Mich faszinierte jeden Morgen die Zeremonie des Anlassens der beiden Lanz Bulldogs. Diese schwarzen Monster wurden mit einer Lötlampe vorgeheizt und dann mit Manneskraft angekurbelt. Sobald die ersten schwarzen Wolken aus dem schornsteinartigen Auspuff kamen, war es bald geschafft.

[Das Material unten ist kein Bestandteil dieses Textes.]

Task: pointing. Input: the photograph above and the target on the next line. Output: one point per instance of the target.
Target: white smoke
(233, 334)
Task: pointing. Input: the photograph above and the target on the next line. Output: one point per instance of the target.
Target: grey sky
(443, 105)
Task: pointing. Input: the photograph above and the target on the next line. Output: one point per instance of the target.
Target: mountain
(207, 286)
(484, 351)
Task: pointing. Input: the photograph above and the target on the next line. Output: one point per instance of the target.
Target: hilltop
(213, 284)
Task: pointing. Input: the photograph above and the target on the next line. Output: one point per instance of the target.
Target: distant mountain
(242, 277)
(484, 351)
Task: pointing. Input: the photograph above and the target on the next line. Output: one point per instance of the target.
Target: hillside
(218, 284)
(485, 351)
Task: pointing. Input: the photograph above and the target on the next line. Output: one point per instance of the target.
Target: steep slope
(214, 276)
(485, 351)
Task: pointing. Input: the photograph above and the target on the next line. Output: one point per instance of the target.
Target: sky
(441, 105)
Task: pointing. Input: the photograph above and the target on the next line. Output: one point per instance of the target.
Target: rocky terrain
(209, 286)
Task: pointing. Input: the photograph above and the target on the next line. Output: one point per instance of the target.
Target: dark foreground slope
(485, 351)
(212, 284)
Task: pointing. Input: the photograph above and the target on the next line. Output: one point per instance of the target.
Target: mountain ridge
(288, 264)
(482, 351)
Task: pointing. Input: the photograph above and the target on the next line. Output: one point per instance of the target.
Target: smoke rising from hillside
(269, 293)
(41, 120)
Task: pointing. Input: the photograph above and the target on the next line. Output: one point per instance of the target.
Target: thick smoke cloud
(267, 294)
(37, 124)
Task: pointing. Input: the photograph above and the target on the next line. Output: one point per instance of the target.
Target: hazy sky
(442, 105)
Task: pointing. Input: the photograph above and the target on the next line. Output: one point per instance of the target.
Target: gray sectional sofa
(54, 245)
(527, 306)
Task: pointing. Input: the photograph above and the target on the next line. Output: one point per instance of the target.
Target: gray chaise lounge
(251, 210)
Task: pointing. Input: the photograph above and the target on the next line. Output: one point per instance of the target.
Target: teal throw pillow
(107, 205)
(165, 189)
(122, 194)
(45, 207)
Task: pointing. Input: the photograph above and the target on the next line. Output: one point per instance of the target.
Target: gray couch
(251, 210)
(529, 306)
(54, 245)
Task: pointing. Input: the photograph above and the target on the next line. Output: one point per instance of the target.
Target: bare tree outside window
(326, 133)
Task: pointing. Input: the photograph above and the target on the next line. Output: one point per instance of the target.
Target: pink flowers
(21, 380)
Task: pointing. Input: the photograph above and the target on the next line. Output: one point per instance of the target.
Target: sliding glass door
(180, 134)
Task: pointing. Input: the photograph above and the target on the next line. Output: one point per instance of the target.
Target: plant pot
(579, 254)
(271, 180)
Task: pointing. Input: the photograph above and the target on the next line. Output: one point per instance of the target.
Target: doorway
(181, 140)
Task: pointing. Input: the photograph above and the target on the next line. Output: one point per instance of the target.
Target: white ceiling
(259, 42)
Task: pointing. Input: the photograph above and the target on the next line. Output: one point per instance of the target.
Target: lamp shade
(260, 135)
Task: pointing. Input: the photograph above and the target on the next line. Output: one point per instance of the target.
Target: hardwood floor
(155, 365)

Wenn wir mit all unseren Freunden im Hof spielten, „irrten“ wir ganz gewaltig, das heißt, wir störten diejenigen, die dort arbeiteten. Andererseits waren die auch ganz froh, auf diese Weise ihre Kinder in Sichtweite zu haben, denn überall lauerten mögliche Fährnisse: glühendes Eisen in der Schmiede, Sägen in der Schreinerei, heißes Pech wo die Bierfässer der Göcherles Brüh von innen ausgepicht wurden. Alles sehr verlockend und sehr verboten.

Im Herbst wenn sich der Gutshof in eine große Schlammpfütze verwandelt hatte, dann wurden Kartoffeln für die Schweine gedämpft. Ich glaube, das Ungetüm, das dann aufgestellt wurde, funktionierte nach dem Prinzip des Schnellkochtopfes. Wichtig war nur, dass köstliche Pellkartoffeln dabei entstanden, von denen wir uns bei jeder Ladung aus dem Kocher eine holten, bevor sie die Arbeiterinnen in den Kartoffelsilos feststampften.

Wenn es zum Abendessen Pellkartoffeln mit Quark (Zieberleskäs) gab, maulten wir, aber wenn es Dämpfkartoffeln ohne Quark gab, dann war das ein Fest.

In einer Ecke der Scheune lag die „Südn“ herum, vulgo Spreu, die als Rauhfutter den Schweinen und den Kühen gegeben wurde. Wir brauchten die Südn für etwas anderes: Wenn einer von uns über die Stränge schlug, wurde er hineingeworfen. Das war eine Höchststrafe, denn die schrecklich piksenden Spelzen und Grannen bekam man tagelang nicht aus den Kleidern, und frische Wäsche gab es halt nur am Samstag.

Als mir das einmal widerfuhr, führte das zu Sprachstudien, denn die „Südn“ ist trocken, wenn man aber von einem Regenguss durchnässt wurde, dann war man südnnass.